Cobalt, is a small town of 1,000 residents located in northeastern Ontario, near the border with Quebec. Cobalt lies just east of the Northern Route of the Trans Canada Highway #11, about 145 km N of North Bay and about 100 km S of Kirkland Lake. Cobalt is accessed via Highway 118 midway between Highway 11 and Haileybury/Temaskaming Shores where it rejoins Highway 11.
If you continue driving on Highway 11, you by-pass Cobalt and Haileybury to the east of the Highway..
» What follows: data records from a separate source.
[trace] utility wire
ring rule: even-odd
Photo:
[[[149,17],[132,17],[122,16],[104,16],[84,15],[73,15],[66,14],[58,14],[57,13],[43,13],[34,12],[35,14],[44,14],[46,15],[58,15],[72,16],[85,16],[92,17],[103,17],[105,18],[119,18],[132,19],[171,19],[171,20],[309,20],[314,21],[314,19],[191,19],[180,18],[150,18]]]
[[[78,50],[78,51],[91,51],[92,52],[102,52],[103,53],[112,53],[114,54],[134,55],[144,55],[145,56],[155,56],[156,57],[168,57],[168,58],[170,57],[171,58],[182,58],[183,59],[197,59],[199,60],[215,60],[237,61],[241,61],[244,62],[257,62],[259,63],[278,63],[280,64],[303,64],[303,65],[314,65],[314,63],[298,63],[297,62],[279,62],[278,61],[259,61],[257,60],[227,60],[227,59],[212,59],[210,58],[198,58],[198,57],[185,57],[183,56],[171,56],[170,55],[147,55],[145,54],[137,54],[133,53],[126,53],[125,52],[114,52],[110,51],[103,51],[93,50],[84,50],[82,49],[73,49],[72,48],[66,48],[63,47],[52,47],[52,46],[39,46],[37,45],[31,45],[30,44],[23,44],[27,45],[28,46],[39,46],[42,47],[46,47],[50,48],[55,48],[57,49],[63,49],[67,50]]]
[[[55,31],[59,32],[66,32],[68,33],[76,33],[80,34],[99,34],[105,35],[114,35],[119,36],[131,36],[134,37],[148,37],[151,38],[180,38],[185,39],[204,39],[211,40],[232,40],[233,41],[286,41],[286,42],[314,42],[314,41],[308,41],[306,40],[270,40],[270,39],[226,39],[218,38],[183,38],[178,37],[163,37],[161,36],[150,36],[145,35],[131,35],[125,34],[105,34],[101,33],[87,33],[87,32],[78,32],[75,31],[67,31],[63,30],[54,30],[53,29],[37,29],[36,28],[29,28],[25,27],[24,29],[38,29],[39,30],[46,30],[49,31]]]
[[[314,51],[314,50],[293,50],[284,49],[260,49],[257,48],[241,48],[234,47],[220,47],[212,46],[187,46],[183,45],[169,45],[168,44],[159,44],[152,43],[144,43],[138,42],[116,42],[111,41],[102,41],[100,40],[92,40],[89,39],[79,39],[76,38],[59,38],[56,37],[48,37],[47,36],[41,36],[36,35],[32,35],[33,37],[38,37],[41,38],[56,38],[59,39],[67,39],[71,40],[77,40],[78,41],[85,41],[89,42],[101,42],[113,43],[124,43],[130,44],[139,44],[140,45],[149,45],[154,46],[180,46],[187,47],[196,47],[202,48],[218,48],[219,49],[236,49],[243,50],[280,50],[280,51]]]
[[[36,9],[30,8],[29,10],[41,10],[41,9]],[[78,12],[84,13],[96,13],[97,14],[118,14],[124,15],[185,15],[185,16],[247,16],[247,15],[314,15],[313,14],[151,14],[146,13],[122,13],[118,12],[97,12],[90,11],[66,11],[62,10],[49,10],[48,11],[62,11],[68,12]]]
Today, Cobalt is a vibrant community that celebrates its rich history and culture. The town is home to a number of historic landmarks and attractions, including the Cobalt Mining Museum, the Heritage Silver Trail, and the Northern Ontario Railroad Museum and Heritage Centre. It is also a popular destination for outdoor enthusiasts, thanks to its scenic natural beauty and proximity to a number of lakes and wilderness areas.
In 1903, a silver deposit was discovered near Cobalt by a railway worker named Frederick LaRose. This discovery sparked a silver rush, and within a few years, the town of Cobalt had grown rapidly as prospectors and miners flooded into the area.
During the early 1900s, Cobalt became one of the most important silver-mining centers in the world, with numerous mines. These mines produced a significant tonnage of silver, as well as other minerals such as cobalt, nickel, and arsenic.
The silver rush made Cobalt a center of industry, commerce, and culture. The town was connected to the rest of Ontario by a railway line, and it had several hotels, theaters, and other amenities.
By the end of Word War II, the area’s silver deposits were depleted and most of the mines in Cobalt had closed. However, the town has continued to thrive as a center for mining and industry for the region.